Stealing Extra Space
The designer balances his time in Healdsburg “chilling” by himself with days and evenings entertaining. Thanks to his thoughtful design, with lots of chairs, daybeds, and even a Swedish sleeping alcove in the kitchen, the house can actually sleep 11 people. Stealing 40” from his garage, Dhong had the alcove built beside his dining area, as another place someone can sleep or lounge. “I’ve always wanted what I call a Swedish sleeping alcove. When you’re in these charming Scandinavian farmhouses, you would have an alcove that someone might sleep in next to the kitchen, maybe because it’s warm.”
Giving Good Guest Room
Though the designer used a very neutral palette, he was thoughtful about distinguishing each room from the next, and bringing its own character to life. “For the guest bedroom, I wanted it to be very reassuring and sort of a throwback to family summer vacations. Maybe you’re at the lake, someplace where it’s a little older, and things are very polished.” To that end, he used a yellow quilt with a country feel and an antique portrait in a regal gilded frame.
In his own bedroom, Ben wanted a dose of drama. The designer played into the suburban home’s double-height ceiling with a canopy bed, which he had cut and made even taller. Beside it, a set of metal floor mirrors creates a dramatic backdrop and provides a sense of architecture. The designer admits he has an obsession with mirrors—one “that comes sometimes from practicality.” “Rooms without mirrors are just a little flat,” he says. “Rooms come alive because you’re suddenly seeing everything through a different prism. It brings magic into a room.”
Designing the Perfect Den
Those same metal floor mirrors supplied another strike of magic to the home’s former enclosed porch and what Dhong now calls “the opium den.” The space, previously used as an office, was in bad shape. “I painted everything a dark gray to make it all disappear, found an inexpensive over-dyed carpet and outdoor daybed, and again, my mirrors,” he says. “I screwed in a starburst mirror on the ceiling to give it that opium den sort of fantasy.” Though it’s a small space, it’s become everybody’s favorite place to gather and squeeze in for cocktails, as well as the daily venue for his morning tea. Like the rest of his home it’s remarkably inviting, as wine country should be.

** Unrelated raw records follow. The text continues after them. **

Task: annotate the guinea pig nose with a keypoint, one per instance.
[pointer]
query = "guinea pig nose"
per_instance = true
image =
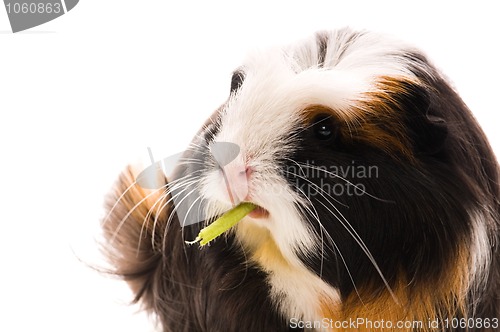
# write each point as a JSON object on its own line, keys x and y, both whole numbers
{"x": 247, "y": 172}
{"x": 236, "y": 177}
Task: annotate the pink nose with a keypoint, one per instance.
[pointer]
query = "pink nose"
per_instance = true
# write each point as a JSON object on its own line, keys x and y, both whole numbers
{"x": 237, "y": 178}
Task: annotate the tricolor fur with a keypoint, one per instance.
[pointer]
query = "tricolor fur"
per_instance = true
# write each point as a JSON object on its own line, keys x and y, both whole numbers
{"x": 415, "y": 241}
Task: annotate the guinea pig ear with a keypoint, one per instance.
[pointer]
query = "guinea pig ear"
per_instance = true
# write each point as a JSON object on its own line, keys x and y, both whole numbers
{"x": 427, "y": 129}
{"x": 133, "y": 229}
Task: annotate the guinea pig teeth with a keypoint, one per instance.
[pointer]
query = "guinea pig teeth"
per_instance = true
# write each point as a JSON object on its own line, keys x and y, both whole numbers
{"x": 223, "y": 223}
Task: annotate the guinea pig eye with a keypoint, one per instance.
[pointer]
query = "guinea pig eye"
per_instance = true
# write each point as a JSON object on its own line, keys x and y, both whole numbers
{"x": 324, "y": 128}
{"x": 237, "y": 80}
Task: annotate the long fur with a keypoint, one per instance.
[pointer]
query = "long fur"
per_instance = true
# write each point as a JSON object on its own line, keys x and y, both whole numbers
{"x": 415, "y": 241}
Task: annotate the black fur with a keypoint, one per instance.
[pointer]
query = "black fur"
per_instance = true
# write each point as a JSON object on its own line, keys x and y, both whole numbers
{"x": 413, "y": 215}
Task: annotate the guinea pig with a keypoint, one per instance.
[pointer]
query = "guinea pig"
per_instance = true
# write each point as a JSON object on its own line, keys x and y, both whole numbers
{"x": 377, "y": 194}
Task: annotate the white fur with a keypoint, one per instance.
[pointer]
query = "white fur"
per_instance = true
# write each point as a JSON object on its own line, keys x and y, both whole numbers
{"x": 480, "y": 260}
{"x": 259, "y": 117}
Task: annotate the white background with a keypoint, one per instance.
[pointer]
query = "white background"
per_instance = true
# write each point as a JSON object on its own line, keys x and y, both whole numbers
{"x": 85, "y": 94}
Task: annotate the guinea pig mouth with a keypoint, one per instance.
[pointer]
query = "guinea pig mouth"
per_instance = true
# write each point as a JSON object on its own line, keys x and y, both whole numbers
{"x": 259, "y": 213}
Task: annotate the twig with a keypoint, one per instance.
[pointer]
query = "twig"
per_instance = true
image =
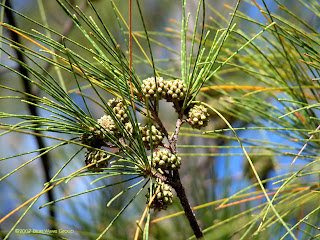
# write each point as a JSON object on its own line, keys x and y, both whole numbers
{"x": 178, "y": 187}
{"x": 46, "y": 165}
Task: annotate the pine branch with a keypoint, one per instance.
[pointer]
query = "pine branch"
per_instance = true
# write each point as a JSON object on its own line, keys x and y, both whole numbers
{"x": 45, "y": 161}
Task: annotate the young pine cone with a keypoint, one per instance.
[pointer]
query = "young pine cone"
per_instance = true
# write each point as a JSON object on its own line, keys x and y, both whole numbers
{"x": 154, "y": 134}
{"x": 107, "y": 124}
{"x": 93, "y": 156}
{"x": 198, "y": 116}
{"x": 92, "y": 138}
{"x": 165, "y": 160}
{"x": 163, "y": 198}
{"x": 150, "y": 88}
{"x": 175, "y": 90}
{"x": 119, "y": 109}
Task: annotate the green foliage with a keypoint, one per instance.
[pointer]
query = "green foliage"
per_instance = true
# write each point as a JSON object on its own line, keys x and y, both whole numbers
{"x": 249, "y": 91}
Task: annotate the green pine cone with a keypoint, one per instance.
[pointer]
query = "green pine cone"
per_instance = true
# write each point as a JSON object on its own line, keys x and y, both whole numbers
{"x": 93, "y": 138}
{"x": 108, "y": 124}
{"x": 150, "y": 88}
{"x": 165, "y": 160}
{"x": 93, "y": 156}
{"x": 163, "y": 198}
{"x": 119, "y": 109}
{"x": 155, "y": 135}
{"x": 175, "y": 90}
{"x": 198, "y": 116}
{"x": 121, "y": 113}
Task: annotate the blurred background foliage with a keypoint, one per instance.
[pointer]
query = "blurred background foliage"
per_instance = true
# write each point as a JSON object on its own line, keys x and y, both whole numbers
{"x": 215, "y": 167}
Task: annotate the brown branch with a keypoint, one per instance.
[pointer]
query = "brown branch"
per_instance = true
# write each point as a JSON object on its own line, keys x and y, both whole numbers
{"x": 46, "y": 164}
{"x": 178, "y": 187}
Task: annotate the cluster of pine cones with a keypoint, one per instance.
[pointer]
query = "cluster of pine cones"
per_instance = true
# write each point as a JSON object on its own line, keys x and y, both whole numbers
{"x": 161, "y": 160}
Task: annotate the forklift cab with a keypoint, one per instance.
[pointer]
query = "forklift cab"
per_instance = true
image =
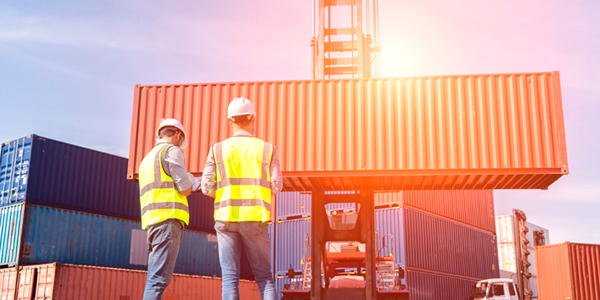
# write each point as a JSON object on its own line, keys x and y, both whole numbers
{"x": 495, "y": 289}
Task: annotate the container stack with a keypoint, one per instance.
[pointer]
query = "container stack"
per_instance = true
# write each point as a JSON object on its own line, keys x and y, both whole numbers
{"x": 66, "y": 204}
{"x": 444, "y": 240}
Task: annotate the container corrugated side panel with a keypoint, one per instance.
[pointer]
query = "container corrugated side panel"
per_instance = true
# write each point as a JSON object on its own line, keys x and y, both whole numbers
{"x": 67, "y": 176}
{"x": 437, "y": 244}
{"x": 297, "y": 204}
{"x": 199, "y": 254}
{"x": 8, "y": 277}
{"x": 11, "y": 218}
{"x": 424, "y": 286}
{"x": 489, "y": 131}
{"x": 507, "y": 259}
{"x": 388, "y": 198}
{"x": 584, "y": 260}
{"x": 505, "y": 229}
{"x": 70, "y": 282}
{"x": 15, "y": 159}
{"x": 474, "y": 208}
{"x": 64, "y": 236}
{"x": 289, "y": 245}
{"x": 554, "y": 272}
{"x": 391, "y": 221}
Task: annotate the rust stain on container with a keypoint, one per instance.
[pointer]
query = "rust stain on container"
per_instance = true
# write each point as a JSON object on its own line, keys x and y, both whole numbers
{"x": 73, "y": 282}
{"x": 494, "y": 131}
{"x": 568, "y": 271}
{"x": 474, "y": 208}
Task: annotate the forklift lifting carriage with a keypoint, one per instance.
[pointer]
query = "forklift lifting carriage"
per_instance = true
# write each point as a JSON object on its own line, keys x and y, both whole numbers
{"x": 362, "y": 232}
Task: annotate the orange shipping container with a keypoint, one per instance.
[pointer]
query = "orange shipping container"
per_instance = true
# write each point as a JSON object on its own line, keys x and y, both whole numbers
{"x": 568, "y": 271}
{"x": 498, "y": 131}
{"x": 473, "y": 208}
{"x": 72, "y": 282}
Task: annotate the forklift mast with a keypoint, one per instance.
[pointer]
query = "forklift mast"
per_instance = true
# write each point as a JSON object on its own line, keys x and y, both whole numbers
{"x": 345, "y": 43}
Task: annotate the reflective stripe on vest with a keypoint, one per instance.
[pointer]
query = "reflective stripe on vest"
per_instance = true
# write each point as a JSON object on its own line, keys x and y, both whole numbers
{"x": 159, "y": 199}
{"x": 243, "y": 180}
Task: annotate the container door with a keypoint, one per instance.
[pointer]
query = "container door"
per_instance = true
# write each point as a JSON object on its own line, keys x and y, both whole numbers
{"x": 11, "y": 219}
{"x": 7, "y": 283}
{"x": 26, "y": 284}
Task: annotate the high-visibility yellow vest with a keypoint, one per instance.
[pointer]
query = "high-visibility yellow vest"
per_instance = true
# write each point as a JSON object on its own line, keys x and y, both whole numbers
{"x": 243, "y": 180}
{"x": 159, "y": 199}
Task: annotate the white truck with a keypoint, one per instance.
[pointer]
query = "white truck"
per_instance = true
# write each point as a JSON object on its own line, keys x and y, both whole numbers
{"x": 495, "y": 289}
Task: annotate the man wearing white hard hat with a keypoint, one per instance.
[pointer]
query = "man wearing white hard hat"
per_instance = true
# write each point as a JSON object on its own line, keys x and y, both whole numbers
{"x": 164, "y": 186}
{"x": 242, "y": 173}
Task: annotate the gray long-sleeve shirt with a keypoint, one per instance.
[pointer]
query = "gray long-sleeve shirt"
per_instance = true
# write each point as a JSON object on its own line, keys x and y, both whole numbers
{"x": 209, "y": 175}
{"x": 174, "y": 165}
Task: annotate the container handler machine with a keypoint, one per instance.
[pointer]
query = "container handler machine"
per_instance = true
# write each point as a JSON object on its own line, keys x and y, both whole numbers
{"x": 342, "y": 51}
{"x": 376, "y": 276}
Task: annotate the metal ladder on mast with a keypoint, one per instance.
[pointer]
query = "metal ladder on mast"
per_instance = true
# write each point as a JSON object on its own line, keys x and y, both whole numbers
{"x": 386, "y": 272}
{"x": 307, "y": 274}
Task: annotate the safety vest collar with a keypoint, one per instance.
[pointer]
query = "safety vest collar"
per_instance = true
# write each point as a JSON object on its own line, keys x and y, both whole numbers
{"x": 164, "y": 205}
{"x": 263, "y": 181}
{"x": 158, "y": 183}
{"x": 242, "y": 203}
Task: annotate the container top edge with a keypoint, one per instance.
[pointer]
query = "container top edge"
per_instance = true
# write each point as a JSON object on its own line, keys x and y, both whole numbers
{"x": 336, "y": 79}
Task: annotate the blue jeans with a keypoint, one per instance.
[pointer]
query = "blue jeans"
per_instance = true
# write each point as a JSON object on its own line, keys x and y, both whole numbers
{"x": 255, "y": 239}
{"x": 163, "y": 244}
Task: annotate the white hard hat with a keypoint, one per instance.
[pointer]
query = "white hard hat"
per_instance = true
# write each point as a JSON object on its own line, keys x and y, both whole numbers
{"x": 172, "y": 123}
{"x": 239, "y": 107}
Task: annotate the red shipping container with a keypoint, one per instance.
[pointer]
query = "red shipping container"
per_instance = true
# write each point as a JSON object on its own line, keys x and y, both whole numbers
{"x": 442, "y": 245}
{"x": 473, "y": 208}
{"x": 568, "y": 271}
{"x": 8, "y": 278}
{"x": 431, "y": 286}
{"x": 72, "y": 282}
{"x": 495, "y": 131}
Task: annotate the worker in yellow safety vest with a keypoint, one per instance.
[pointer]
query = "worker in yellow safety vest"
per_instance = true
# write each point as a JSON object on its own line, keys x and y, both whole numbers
{"x": 164, "y": 186}
{"x": 242, "y": 173}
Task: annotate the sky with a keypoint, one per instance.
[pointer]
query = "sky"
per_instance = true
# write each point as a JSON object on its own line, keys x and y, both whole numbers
{"x": 68, "y": 68}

Look out for more of Benjamin Dhong’s work in the upcoming book House Beautiful Style Secrets, to be released this month by Abrams.
Benjamin’s Healdsburg Favorites
“This modern grange is the chic place to pick up homewares or food and wine for a picnic. It’s a market, café, and a great place to just grab a coffee at the bar.”
SingleThread Farm – Restaurant – Inn
“Just opened, SingleThread has earned buzz from NY Times and Vogue, making it one of the most anticipated new restaurants of the year. I love its Californian-and-Japanese inspired food and rich interiors.”
Alexander Valley Bar
“The place to chill after a day of wine tasting. Far from the crowds, this is a relaxing place to nurse a seasonal cocktail amongst the vines.”
“What’s an ideal small town without its square? Healdsburg square is justifiably the best town square in the state. Picnic on the grass, people watching, listening a concert…it’s a welcome break from the urban rush!”